Nabi Ibrahim sedang bermanja ria dengan Tuhannya, dengan perasaan rindu yang tak dapat di tahan-tahan, dengan perkataan itu sebenarnya Nabi Ibrahim yang sedang mencari-cari perhatian dari kekasihnya Allah SWT. Saat itu perkataan dari Nabi Ibrahim langsung disambut mesra oleh Allah SWT dengan perkataan yang indah pula :
هل رأيت محبّا يكره لقاء حبيبه ؟
“Pernahkah engkau melihat seorang kekasih menolak undangan kekasihnya ?”
                Akhirnya Nabi Ibrahim mempersilahkan kepada malaikat maut untuk mencabut nyawanya, setelah mengetahui dan mendengar jawaban  cinta ALLAH, sebagai balasan cintanya Nabi Ibrahim. Begitulah cinta menghilangkan jarak, yang jauh menjadi dekat, menghilangkan sekat hamba dan Gustinya, karena cinta tak mengenal itu semua. Oleh karena itu ulama-ulama sufi dulu ketika telah larut dan tenggelam dalam lautan mesra dengan kekasihnya seakan-akan telah lupa segalanya. Al Hallaj bilang : “Ana Al Haq”. Sedang Syekh Siti Jenar bilang : “Aku Ingsun kang sejati”. Hal ini tentu tidak bisa difahami secara tektual, namun harus menyertakan makna-makna  batiniah yang perlu perenungan yang mendalam. Karena mereka telah  mabuk cinta dan  sedang menikmati buah kesejatian cinta.

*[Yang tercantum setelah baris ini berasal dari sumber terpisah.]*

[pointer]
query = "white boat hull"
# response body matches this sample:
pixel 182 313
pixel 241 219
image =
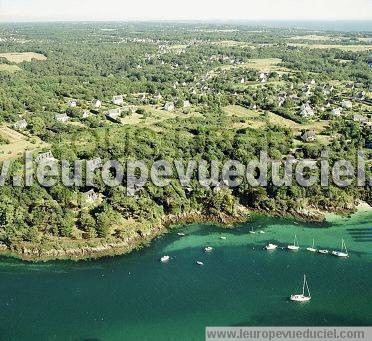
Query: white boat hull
pixel 340 254
pixel 323 252
pixel 300 298
pixel 293 248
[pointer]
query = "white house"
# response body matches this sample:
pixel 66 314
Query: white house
pixel 337 112
pixel 118 100
pixel 63 118
pixel 347 104
pixel 44 157
pixel 309 136
pixel 96 104
pixel 22 124
pixel 186 104
pixel 72 103
pixel 306 110
pixel 169 106
pixel 113 114
pixel 86 113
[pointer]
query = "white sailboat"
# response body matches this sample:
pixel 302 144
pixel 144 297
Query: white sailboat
pixel 343 252
pixel 271 247
pixel 302 297
pixel 295 246
pixel 312 248
pixel 324 252
pixel 164 259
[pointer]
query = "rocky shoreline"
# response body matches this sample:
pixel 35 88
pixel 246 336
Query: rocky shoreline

                Menurut para Ulama sufi buah kecintaan kepada Allah itu ada tiga macamnya, diantaranya adalah:
1.          Al Uns
Al Uns menurut Imam Al Ghozali adalah salah satu dari buah mahabbah kepada Allah yaitu puncak rasa suka jiwa.
Buah mahabbah al Uns ini bisa dipetik dari keadaan hamba yang selalu bertaqorrub kepadaNya, selalu bermesra dan berlama-lama dengan Allah dalam berdzikir kepadaNya.

2.          Wushul
Wushul adalah ketika seorang hamba telah tenggelam dalam pesona Al Haq. Menurut Imam Al Ghozali Wushul adalah apabila ia memandang kepada  yang dipandangnya, maka tidak ada yang dipandanginya melainkan hanya Allah. Jika ia memandang pada sebuah cita-cita tujuannya, maka tidak ada lain cita-cita itu selain Allah.

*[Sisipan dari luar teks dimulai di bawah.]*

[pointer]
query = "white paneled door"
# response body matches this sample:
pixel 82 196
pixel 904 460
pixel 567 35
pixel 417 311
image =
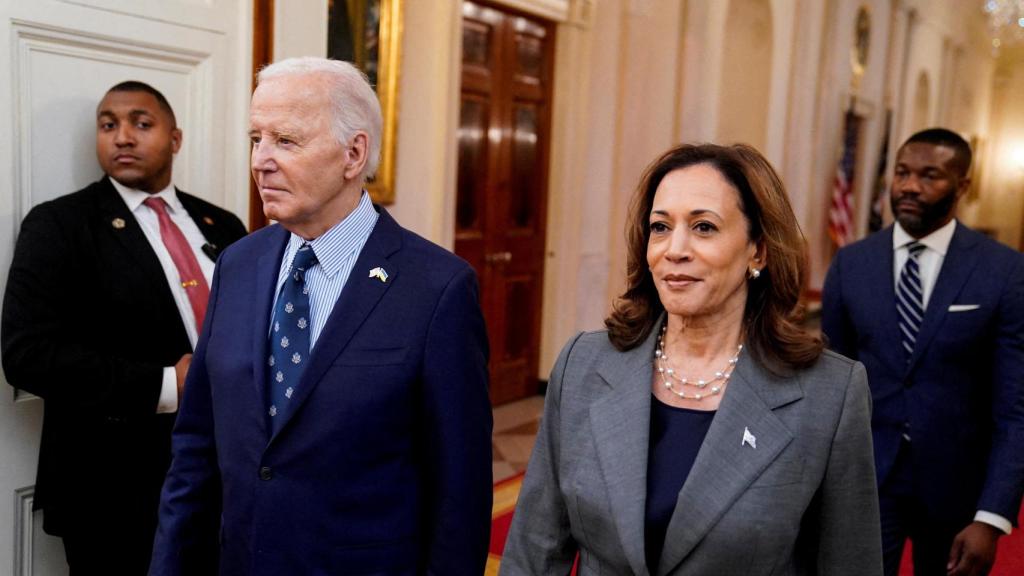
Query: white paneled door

      Lebih jauh lagi Imam Al Ghozali menerangkan bahwa wushul memliki 2 tujuan yaitu :
            1.    Tujuan Awal : dimana pada tahapan ini ialah baru pada tahap penyucian diri.
            2.    Tujuan Akhir : dimana pada tahap ini seorang hamba telah merajutkan dirinya dengan secara                total serta manunggal, seakan-akan dia adalah Dia.

3.       As-Syauq
As-Syauq adalah perasaan rindu. Kata ridu ini seakan-akan menjadi bagian dari kata cinta itu sendiri. Tidak cinta tanpa rindu, tidak ada rindu tanpa cinta. Rindu kepada Allah SWT terkadang juga diistilahkan dengan kata Isyiq, dalam kajian tasawuf kata-kata itu selain bermakna rindu juga memiliki pengertian terhadap akses perilaku abnormal pada diri seseorang yang telah menyimpan rindu, sehingga kadang pancaran rindu karena mahabbah kepada Allah SWT itu melahirkan sikap yang dianggap sesat. Seperti Al Hallaj dalam syairnya ketika ia ditimpa rindu  yang sangat kepada kekasih sejatinya  :
“Aku rindu, dan yang ku rindu adalah aku.
Kami adalah dua ruh, dan kami bersatu dalam satu tubuh.”

                Inilah yang dalam ajaran tasawuf dikenal dengan istilah Hulul, yaitu bersatunya Tuhan dan manusia. Bersatu dalam Qudrah dan IradahNya.